James Abbott McNeill Whistler had a penchant for nocturnes, here his Nocturne: Blue and Gold — Southampton Water from 1872. Its vague blue-greys make the pinpoints of light and the rising sun shine out in contrast, a good reason for limiting his palette, while remaining faithful to nature.

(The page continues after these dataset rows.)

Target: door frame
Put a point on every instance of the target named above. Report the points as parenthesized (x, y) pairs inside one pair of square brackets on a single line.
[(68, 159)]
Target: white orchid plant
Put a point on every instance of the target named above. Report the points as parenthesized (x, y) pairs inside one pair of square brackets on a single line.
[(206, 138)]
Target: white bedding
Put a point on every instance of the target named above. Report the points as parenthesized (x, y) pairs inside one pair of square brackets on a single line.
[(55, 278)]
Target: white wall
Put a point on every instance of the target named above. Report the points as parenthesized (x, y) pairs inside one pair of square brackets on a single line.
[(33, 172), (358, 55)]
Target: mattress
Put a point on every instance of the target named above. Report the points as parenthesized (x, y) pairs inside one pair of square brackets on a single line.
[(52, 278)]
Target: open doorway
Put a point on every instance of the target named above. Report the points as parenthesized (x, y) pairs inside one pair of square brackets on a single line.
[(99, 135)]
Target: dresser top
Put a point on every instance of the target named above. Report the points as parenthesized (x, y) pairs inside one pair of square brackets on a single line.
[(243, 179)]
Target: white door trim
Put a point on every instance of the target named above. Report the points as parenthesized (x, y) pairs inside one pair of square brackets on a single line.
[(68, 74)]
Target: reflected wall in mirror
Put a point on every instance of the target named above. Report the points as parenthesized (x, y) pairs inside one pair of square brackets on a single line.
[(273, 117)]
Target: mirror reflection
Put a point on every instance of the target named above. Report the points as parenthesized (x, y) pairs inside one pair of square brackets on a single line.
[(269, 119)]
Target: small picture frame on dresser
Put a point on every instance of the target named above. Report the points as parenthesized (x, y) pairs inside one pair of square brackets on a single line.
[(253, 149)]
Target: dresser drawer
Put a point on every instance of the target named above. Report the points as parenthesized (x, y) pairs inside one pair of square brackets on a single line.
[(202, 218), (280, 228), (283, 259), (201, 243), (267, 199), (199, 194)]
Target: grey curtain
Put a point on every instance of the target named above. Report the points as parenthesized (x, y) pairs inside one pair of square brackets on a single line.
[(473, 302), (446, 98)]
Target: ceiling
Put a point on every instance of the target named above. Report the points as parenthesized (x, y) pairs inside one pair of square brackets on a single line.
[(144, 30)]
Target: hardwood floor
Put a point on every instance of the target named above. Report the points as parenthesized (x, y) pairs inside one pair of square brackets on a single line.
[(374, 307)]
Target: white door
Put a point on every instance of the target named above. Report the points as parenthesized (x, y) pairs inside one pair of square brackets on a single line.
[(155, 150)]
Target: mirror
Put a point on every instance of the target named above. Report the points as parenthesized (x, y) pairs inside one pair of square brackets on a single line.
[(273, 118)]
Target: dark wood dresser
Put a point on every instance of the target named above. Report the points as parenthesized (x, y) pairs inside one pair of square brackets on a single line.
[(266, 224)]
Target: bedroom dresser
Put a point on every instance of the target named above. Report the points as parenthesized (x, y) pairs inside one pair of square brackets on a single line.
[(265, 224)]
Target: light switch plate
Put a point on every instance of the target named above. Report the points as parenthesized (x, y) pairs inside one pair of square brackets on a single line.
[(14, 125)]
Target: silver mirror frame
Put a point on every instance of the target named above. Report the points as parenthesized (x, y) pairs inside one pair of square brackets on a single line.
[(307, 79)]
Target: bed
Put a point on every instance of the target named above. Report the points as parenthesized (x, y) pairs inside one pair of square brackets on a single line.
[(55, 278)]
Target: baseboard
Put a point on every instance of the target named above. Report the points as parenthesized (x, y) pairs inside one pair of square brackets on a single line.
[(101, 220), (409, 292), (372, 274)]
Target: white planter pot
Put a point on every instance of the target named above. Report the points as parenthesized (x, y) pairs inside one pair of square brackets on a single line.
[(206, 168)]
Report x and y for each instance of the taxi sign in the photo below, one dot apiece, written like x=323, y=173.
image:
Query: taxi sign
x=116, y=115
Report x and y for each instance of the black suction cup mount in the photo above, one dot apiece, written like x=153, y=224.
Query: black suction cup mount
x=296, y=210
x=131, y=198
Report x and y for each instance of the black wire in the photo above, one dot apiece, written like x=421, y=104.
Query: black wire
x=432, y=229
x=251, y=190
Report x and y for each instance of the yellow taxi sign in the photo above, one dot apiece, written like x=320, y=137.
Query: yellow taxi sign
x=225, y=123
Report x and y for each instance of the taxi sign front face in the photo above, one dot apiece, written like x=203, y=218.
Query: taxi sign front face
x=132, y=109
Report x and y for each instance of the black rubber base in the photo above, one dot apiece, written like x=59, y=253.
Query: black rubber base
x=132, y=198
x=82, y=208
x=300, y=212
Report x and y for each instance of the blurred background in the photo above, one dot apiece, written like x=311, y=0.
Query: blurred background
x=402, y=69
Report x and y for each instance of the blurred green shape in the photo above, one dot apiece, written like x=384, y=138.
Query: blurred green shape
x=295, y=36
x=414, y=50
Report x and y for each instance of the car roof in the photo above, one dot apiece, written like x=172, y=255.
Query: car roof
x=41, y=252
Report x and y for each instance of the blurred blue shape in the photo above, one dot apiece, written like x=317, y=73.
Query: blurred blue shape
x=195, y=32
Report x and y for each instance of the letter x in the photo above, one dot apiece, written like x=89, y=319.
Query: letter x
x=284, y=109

Fishermen at Sea exhibited 1796 by Joseph Mallord William Turner 1775-1851
Joseph Mallord William Turner (1775–1851), Fishermen at Sea (1796), oil on canvas, 91.4 x 122.2 cm, The Tate Gallery (Purchased 1972), London. © The Tate Gallery and Photographic Rights © Tate (2016), CC-BY-NC-ND 3.0 (Unported), http://www.tate.org.uk/art/artworks/turner-fishermen-at-sea-t01585

JMW Turner’s Fishermen at Sea from 1796, showing small fishing boats working in heavy swell off The Needles, on the Isle of Wight, is probably the most famous and successful coastal nocturne of all time. This was Turner’s first oil painting to be exhibited at the Royal Academy, when he was just twenty-one.

Paintings by artists of the Dutch Republic had been sold into collections across Europe, where many remain, influencing today’s artists.